Last week, Dairy Crest revealed it is poised to rebrand its milk lines under the Country Life banner, with the aim of better competing against Cravendale, the fast-growing Arla-owned brand, and discount retailers such as Aldi and Lidl (MW last week).
The development of brands is a relatively recent thing for the UK milk market. Before 1994, the MMBEW, a public body formed in 1933 to control the production and distribution of milk in the UK, held the rights to purchase all milk sold wholesale from farms in England and Wales. The body ran campaigns such as Milk’s Gotta Lotta Bottle, created by BMP DDB (now DDB) in 1982, and Nice Cold, Ice Cold Milk, which were so popular their straplines became British catchphrases.
Peter Dawson, policy director of Dairy UK, the industry’s trade association, says: “Industry margins were effectively guaranteed with the milk marketing scheme, so there was little or no incentive to engage in differentiation.” He adds that price deregulation in 1984 led to the decline in doorstep milk deliveries and the industry responded by investing in production for delivery to shops rather than bottling. But because supermarkets insisted on own-label, the UK ended up with no brands.
UK retail sales of milk, including flavoured milk and cream, were worth £3.1bn in 2007, increasing from £2.65bn in 2003, according to Mintel. The majority is accounted for by sales of white milk – £2.77bn in 2007. The market is dominated by Arla, which has a 46% share with its combined own-label and branded milk. Dairy Crest (which began life as the milk processing arm of the MMBEW) has a 21% share, and Robert Wiseman Dairies 27%.
While the market is heavily driven by own-label production and retailer relationships, brands with specific characteristics, such as the dairy-free Alpro and organic Yeo Valley, have achieved some success. .

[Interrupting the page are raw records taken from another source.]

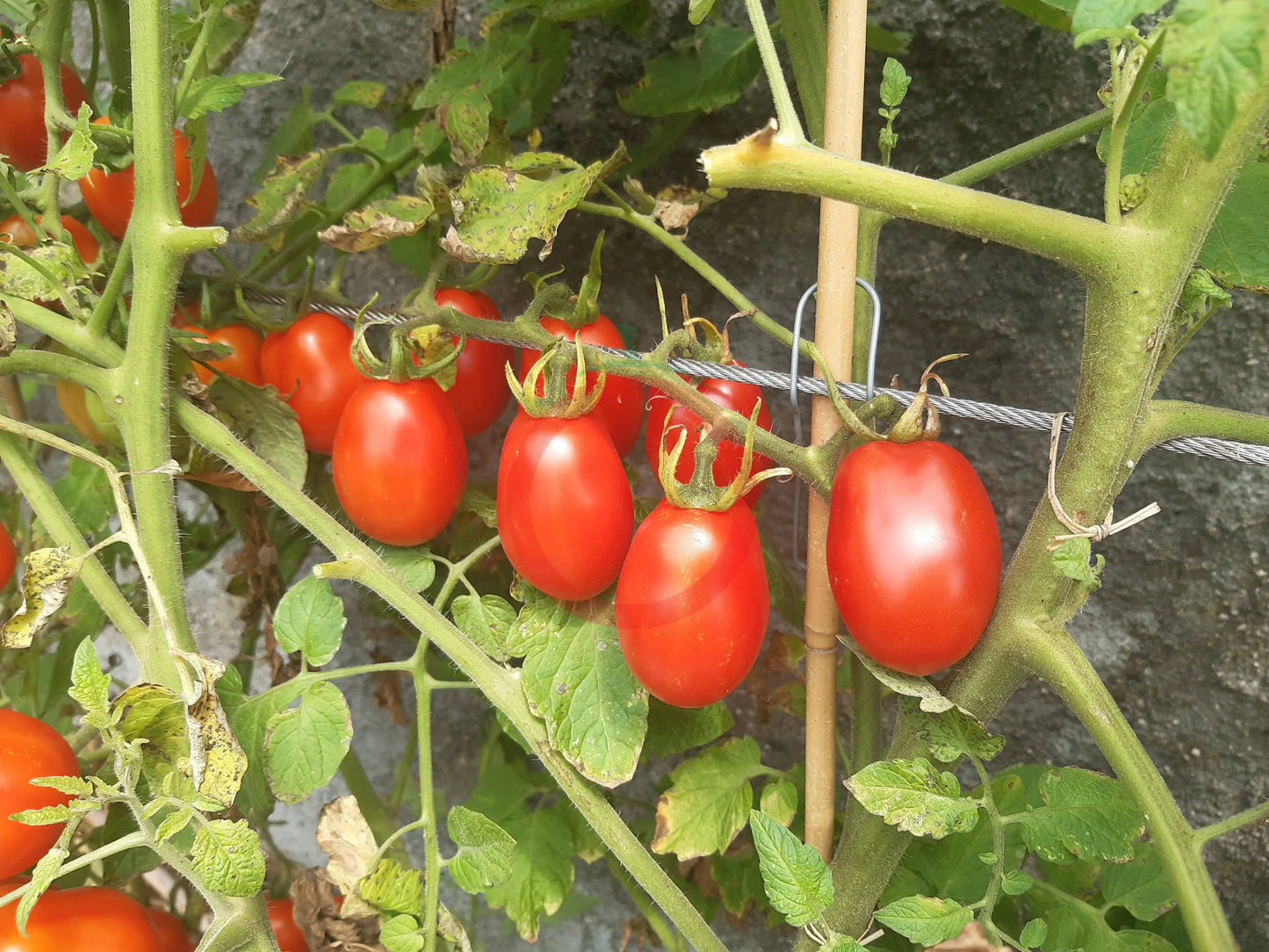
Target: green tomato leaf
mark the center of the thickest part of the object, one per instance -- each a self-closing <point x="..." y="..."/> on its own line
<point x="706" y="70"/>
<point x="305" y="746"/>
<point x="926" y="920"/>
<point x="1084" y="815"/>
<point x="485" y="851"/>
<point x="798" y="883"/>
<point x="709" y="800"/>
<point x="310" y="618"/>
<point x="914" y="796"/>
<point x="227" y="858"/>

Milking the product benefits But it is Arla’s Cravendale that has seen the most impressive growth, rising from 2.8% of the market in 2006 to 3.3%, worth £91m, last year. Cravendale marketing director Louise Barton says: “Growth in the past couple of years has been born out of the fact that we realised although we talk about milk every day, shoppers just aren’t that interested. We aimed to jolt them out of their apathy and get them to re-evaluate their relationship with the category, using the Milk Matters platform.”
Cravendale has focused on what it claims are genuine product benefits – it uses a filtration process that makes it purer and causes it to last longer. Advertising campaigns created by Wieden & Kennedy have driven home the message that Cravendale is different from other milks.
Barton, who previously worked on bread brand Warburtons, likens the milk market to that of bread before it reached its present maturity. “There was a time,” she says, “when consumers thought bread was bread was bread. Milk has a similar model.”
Though some consumers are starting to believe that not all milk is the same and some brands are gaining a foothold, experts warn brand development will run into problems because of the difficulties being imposed on retailers by the credit crunch.
Dawson points out that the large supermarkets have to fend off the challenge that is coming from the discounters, which stock standardised products. A move by retailers to simplify their ranges, concentrating on value, will put some of the niche products under considerable pressure.